Two Poems

At Gorham and Blount Streets

The man who wears the brown beret
has slumped to the bench by the curb.
Today his eyes are as blank as the surface of Metis,
the smallest of Jupiter's moons that my telescope
captures. The man is here most mornings;

we board the bus together. He'll occasionally sigh
or fidget. Maybe he'll stretch, or crack his knuckles.
Mainly he stares, his cheeks ruddy, his neck flushed,
his forehead almost rutted. I picture striated, reddish Io,
another of Jupiter's luminous moons.

It must have been a month ago, he turned to me
and mentioned the icy weather. I nodded
and we talked for that one minute. The cold wasn't unusual;
our winters are always cruel. But he needed to speak.
It was as if Ganymede—Jupiter's crystalline moon—

had broken its silence. Since then, I've watched him shrink,
become his own shadow, the way Callisto—the farthest
of Jupiter's moons—dwindles, no matter the strength
of my lens. Still, every planetary body hides
a dark side. The man who wears the brown beret begins

to sob, as if the moons of Jupiter could weep in unison.

 

Come To Light

 "I saw the angel in the marble
 and carved until I set him free." —Michelangelo.
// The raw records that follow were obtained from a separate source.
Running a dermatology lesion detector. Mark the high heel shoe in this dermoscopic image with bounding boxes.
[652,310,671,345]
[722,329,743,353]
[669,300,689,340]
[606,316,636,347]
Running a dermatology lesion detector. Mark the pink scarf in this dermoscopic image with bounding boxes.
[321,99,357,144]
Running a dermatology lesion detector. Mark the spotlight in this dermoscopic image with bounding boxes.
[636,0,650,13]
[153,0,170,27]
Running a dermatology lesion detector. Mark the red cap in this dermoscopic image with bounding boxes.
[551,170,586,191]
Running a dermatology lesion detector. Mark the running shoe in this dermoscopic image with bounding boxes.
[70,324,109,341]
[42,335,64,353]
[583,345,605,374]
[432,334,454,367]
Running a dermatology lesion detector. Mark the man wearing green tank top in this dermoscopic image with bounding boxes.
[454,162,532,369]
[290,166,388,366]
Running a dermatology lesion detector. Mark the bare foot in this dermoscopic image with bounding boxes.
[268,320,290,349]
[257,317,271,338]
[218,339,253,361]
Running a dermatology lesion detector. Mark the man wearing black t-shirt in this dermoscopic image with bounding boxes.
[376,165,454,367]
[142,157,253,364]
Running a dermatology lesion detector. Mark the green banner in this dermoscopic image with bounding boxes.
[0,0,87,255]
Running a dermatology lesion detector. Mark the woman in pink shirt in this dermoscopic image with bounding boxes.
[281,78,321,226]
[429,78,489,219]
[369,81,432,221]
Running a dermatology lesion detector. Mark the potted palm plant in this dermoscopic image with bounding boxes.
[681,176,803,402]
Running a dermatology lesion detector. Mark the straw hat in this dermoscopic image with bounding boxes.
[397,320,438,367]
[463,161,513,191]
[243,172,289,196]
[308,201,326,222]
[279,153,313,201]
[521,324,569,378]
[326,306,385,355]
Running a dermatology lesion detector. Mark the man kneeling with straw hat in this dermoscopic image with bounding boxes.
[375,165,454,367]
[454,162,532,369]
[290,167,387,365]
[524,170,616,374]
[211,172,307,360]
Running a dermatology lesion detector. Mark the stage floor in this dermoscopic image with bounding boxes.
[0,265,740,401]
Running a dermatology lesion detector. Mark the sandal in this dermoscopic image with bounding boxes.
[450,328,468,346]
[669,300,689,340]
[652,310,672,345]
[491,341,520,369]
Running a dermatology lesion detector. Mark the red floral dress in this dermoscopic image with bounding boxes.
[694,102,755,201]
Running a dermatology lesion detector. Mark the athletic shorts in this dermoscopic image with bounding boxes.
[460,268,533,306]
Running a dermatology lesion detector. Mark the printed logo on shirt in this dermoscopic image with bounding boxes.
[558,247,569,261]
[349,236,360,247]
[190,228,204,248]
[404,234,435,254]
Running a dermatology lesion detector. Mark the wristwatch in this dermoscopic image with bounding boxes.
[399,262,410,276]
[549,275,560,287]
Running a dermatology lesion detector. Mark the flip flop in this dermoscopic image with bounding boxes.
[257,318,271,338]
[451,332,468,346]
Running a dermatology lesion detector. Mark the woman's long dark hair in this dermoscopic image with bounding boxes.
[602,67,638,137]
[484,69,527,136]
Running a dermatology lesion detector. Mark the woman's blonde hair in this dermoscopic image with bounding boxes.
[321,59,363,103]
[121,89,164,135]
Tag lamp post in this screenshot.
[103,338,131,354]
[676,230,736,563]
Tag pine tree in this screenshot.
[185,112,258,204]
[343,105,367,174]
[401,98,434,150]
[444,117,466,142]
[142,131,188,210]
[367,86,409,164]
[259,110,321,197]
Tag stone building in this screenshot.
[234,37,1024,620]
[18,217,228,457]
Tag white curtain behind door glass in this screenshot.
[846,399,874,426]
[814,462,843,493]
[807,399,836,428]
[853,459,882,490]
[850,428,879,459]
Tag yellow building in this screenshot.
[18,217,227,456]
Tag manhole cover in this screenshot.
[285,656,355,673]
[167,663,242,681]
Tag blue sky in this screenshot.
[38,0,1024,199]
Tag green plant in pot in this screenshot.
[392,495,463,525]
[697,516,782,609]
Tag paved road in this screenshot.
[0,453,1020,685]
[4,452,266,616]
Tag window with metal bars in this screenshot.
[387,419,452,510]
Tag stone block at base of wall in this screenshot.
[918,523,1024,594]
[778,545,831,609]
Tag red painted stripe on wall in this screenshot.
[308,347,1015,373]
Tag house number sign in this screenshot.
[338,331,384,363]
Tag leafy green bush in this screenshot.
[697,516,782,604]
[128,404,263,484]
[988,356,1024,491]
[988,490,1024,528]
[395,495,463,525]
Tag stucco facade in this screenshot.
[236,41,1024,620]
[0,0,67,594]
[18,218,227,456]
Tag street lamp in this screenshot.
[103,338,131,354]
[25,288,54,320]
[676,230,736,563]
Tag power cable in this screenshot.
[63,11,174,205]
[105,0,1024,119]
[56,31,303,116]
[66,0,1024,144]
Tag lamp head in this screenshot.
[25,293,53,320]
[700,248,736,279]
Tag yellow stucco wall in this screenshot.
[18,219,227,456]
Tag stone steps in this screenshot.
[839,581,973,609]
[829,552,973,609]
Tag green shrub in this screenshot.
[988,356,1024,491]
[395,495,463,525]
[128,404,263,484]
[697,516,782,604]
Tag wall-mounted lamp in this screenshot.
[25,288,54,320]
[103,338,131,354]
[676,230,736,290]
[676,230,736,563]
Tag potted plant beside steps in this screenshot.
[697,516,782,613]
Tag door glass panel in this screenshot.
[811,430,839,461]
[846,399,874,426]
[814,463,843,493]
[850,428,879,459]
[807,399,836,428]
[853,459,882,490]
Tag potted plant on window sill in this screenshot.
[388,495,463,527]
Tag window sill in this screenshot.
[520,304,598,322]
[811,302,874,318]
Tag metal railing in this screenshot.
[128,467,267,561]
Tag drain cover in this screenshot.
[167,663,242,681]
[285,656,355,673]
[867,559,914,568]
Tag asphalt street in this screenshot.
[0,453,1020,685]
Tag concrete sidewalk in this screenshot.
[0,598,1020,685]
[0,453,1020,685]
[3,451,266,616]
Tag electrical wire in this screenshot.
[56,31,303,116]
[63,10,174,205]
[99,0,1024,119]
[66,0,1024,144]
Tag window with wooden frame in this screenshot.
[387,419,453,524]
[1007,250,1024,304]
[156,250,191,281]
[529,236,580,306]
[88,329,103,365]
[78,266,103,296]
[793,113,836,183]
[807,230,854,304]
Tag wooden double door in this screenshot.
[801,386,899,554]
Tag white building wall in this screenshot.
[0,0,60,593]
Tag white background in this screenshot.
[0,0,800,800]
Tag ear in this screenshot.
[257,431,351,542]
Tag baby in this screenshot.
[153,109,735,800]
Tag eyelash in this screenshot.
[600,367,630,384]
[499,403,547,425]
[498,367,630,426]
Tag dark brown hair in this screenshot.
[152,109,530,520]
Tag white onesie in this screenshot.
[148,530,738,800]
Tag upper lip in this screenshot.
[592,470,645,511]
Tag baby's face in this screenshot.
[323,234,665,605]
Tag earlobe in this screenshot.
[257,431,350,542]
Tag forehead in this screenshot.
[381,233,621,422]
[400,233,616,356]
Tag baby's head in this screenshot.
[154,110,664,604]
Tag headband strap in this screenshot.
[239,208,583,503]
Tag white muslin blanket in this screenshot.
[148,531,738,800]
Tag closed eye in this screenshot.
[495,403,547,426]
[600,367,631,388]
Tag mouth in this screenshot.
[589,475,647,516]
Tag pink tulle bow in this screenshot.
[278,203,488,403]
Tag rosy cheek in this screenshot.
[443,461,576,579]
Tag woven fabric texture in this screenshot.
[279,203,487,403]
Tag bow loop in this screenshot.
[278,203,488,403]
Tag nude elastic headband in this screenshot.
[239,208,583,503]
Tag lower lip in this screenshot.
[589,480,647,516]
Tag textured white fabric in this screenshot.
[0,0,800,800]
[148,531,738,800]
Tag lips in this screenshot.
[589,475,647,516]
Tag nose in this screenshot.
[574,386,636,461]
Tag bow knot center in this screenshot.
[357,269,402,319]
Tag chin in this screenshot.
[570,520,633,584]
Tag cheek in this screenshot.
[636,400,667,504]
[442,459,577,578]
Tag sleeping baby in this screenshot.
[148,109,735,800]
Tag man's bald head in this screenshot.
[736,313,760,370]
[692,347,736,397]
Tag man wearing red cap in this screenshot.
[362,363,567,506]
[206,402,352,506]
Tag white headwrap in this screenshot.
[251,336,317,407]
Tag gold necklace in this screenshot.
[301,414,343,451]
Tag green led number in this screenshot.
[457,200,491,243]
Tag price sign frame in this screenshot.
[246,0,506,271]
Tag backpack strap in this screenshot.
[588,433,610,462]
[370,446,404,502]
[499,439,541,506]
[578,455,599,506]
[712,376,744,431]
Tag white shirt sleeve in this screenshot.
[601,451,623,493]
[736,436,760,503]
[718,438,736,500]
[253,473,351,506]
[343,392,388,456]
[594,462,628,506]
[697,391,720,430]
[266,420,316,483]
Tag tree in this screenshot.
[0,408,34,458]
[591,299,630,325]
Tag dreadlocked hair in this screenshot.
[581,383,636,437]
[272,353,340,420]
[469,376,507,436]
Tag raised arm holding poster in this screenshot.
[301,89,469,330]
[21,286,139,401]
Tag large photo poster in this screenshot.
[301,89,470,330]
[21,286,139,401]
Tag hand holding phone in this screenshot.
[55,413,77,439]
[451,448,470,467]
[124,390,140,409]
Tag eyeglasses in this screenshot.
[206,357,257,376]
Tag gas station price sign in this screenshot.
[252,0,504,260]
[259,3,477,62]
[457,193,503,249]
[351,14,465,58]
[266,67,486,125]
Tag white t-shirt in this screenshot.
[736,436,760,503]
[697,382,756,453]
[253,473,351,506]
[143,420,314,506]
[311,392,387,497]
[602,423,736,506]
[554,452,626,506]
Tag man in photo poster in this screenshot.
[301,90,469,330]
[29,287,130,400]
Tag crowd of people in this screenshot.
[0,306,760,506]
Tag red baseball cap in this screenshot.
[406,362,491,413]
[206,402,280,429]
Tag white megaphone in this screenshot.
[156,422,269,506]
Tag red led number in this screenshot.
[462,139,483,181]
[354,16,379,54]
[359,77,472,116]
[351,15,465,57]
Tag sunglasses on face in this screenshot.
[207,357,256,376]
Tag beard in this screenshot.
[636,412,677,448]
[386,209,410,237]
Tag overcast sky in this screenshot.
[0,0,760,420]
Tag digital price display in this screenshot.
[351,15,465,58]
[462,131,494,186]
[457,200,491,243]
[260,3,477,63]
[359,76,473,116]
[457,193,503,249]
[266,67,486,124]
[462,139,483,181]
The sun achieves precisely the proper angle
to highlight this polished, spotless toilet. Placed upon
the sidewalk apron, severed from sewers and feces,
the object's porcelain body defies such words
as dazzle, pure, gleam, alabaster. It evokes
the pearl on the ear of the girl in Vermeer's
portrait. Both are of a whiteness no one has defined,

a whiteness that hijacks the eye to the border
of blindness. Passers-by ignore the cluster of daisies,
the newly painted lanes on the road. Instead, they stare
at the toilet. People examine the seemingly casual
glance of Vermeer's model. Then they return to the pearl,
as they never would a piece of chalk; a bowl of milk;
or fresh snow on porch stairs. A spirit emerges.